John Keble

John Keble, Słońce dla mojej duszy (Sun of My Soul)


Słońce dla mojej małej, skromnej duszy, mój Zbawicielu drogi,

Noc czarna nam nie straszna, kiedy oświetlasz nasze kręte drogi.

Niech żadna ciemna, chłodna chmura, co z mgły się rodzi na uboczu,

Nigdy nie skrywa Twego blasku dla Twoich sług spragnionych oczu.


Kiedy wieczorna, słodka rosa zasłużonego przez człowieka

Snu choć powoli, lecz stanowczo, układa mi się na powiekach,

Bądź, proszę, ma ostatnią myślą, że słodko jest spoczywać sobie

Utrudzonemu człowiekowi, słoneczny Zbawco mój, przy Tobie.


Od rana do wieczora zawsze towarzysz mi, pokazuj drogę,

Po której powinienem kroczyć, bo ja bez Ciebie żyć nie mogę.

Bądź przy mnie, kiedy noc się zbliża, kiedy w ciemnościach burza wzbiera,

Bowiem bez Ciebie przy mym boku ja nie odważę się umierać.


Jeżeli któreś z Twoich dzieci, przez ziemskie przygniecione troski,

Się zbuntowało przeciw Tobie i Twój głos odrzuciło Boski,

Zacznij, o, Panie, swoją pracę i nad nim pochyl się z uśmiechem,

Żeby na ziemi nie leżało splamione błotem, czyli grzechem.


Proszę, opiekuj się chorymi, błogosławieństwo daj ubogim

Ze skarbca szczodrej Twojej łaski, wszystkim błądzącym prostuj drogi.

Niech sen każdego żałobnika, który zasypia dzisiaj w nocy,

Będzie jak sen małego dziecka spokojny, pełny Twojej mocy.


Przybądź, o, Panie, i błogosław nam wszystkim, kiedy się budzimy,

I gdy na drogi świata ufni w Twoją opiekę wychodzimy,

Aż w oceanie miłosiernej, niewysłowionej Twej miłości

Kiedyś zupełnie zatracimy się w domu Twym na wysokości.

(tłum.

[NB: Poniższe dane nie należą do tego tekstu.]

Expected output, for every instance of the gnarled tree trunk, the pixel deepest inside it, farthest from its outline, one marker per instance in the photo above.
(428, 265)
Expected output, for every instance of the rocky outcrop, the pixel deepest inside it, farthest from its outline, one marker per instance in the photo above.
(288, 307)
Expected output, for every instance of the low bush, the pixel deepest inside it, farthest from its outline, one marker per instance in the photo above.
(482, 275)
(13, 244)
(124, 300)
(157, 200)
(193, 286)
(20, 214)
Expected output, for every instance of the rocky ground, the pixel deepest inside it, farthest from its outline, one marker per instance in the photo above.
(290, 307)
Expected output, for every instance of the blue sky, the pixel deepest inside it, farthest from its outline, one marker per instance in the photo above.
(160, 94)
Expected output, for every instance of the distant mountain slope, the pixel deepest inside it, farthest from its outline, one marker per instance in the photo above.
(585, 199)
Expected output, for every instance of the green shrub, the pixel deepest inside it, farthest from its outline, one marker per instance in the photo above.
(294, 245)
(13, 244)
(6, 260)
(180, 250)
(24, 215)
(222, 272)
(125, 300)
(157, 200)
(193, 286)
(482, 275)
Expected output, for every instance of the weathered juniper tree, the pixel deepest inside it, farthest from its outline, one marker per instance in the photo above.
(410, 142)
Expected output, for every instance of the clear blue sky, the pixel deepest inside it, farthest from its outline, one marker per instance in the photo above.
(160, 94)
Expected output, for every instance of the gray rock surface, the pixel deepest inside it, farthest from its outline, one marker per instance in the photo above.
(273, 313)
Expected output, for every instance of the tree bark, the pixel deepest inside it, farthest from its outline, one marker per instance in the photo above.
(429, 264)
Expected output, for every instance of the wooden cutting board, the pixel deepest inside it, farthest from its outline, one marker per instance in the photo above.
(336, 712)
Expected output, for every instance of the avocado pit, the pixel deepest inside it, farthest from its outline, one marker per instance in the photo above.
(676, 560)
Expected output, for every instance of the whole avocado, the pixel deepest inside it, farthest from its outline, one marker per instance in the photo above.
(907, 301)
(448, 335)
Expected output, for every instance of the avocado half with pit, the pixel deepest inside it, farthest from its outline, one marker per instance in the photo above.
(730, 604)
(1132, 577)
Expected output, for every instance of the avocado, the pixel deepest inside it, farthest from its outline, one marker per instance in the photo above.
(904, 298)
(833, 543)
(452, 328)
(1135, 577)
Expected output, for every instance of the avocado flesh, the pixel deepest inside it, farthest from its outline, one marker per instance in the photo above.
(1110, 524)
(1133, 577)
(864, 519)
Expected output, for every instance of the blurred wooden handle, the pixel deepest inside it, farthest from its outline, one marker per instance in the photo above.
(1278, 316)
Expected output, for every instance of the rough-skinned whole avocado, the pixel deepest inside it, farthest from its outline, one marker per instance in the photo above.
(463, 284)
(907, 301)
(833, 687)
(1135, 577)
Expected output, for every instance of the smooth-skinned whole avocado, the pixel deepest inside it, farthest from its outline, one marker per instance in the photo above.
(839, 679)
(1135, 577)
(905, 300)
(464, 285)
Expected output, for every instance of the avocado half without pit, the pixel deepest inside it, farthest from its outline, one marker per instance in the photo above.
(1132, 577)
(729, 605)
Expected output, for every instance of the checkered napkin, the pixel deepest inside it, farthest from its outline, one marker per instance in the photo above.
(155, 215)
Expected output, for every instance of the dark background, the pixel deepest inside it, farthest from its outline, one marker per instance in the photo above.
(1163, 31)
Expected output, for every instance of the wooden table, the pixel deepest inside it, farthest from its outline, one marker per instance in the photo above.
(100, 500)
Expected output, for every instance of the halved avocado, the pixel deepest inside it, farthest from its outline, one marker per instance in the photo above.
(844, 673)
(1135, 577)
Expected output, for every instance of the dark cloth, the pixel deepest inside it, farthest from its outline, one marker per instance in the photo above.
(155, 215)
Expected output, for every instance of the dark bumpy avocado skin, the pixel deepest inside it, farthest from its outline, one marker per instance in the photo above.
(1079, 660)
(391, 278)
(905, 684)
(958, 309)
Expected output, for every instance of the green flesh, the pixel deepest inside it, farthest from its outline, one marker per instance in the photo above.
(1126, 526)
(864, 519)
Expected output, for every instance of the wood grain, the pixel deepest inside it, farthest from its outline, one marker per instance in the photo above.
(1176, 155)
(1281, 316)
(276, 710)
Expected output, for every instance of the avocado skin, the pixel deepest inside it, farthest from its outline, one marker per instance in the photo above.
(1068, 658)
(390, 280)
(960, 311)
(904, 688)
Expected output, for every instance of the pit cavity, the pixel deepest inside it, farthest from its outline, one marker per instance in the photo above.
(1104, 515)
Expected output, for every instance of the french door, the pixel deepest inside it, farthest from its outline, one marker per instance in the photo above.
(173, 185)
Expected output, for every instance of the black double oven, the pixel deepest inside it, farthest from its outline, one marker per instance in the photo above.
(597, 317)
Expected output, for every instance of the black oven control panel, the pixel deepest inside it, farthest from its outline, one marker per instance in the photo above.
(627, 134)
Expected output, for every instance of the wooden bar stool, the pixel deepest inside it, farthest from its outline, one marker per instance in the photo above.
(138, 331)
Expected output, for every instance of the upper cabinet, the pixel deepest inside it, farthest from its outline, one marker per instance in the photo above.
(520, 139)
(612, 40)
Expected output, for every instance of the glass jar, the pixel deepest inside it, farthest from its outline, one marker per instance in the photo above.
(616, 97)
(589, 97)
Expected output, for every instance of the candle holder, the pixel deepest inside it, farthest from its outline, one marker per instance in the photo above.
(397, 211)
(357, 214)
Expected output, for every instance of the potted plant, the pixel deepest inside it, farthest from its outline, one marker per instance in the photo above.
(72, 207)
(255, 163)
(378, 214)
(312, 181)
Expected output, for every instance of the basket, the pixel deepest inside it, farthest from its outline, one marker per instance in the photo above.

Wiktor J. Darasz, 2021)


John Keble, Samotność


Dlaczego się boimy żyć samotnie, skoro

Z woli Nieba samotni całkiem umieramy;

Nawet najbliższe serce i najukochańsze

Nie wie, czemu śmiejemy się, albo wzdychamy.


Każda w oddzielnej sferze smutku czy radości,

Mieszkają nasze dusze niczym pustelnicy;

Nasze oczy zaś widzą w świetle albo mroku

Swój własny obraz z serca niedostępnej niszy.

(tłum. Wiktor J. Darasz)


John Keble, Wiersz na dzień świętego Jana (fragment)


Kiedy brzeg twardy wreszcie został pod długim rejsie osiągnięty,

Kto by wysokie fale liczył i przypominał wód odmęty?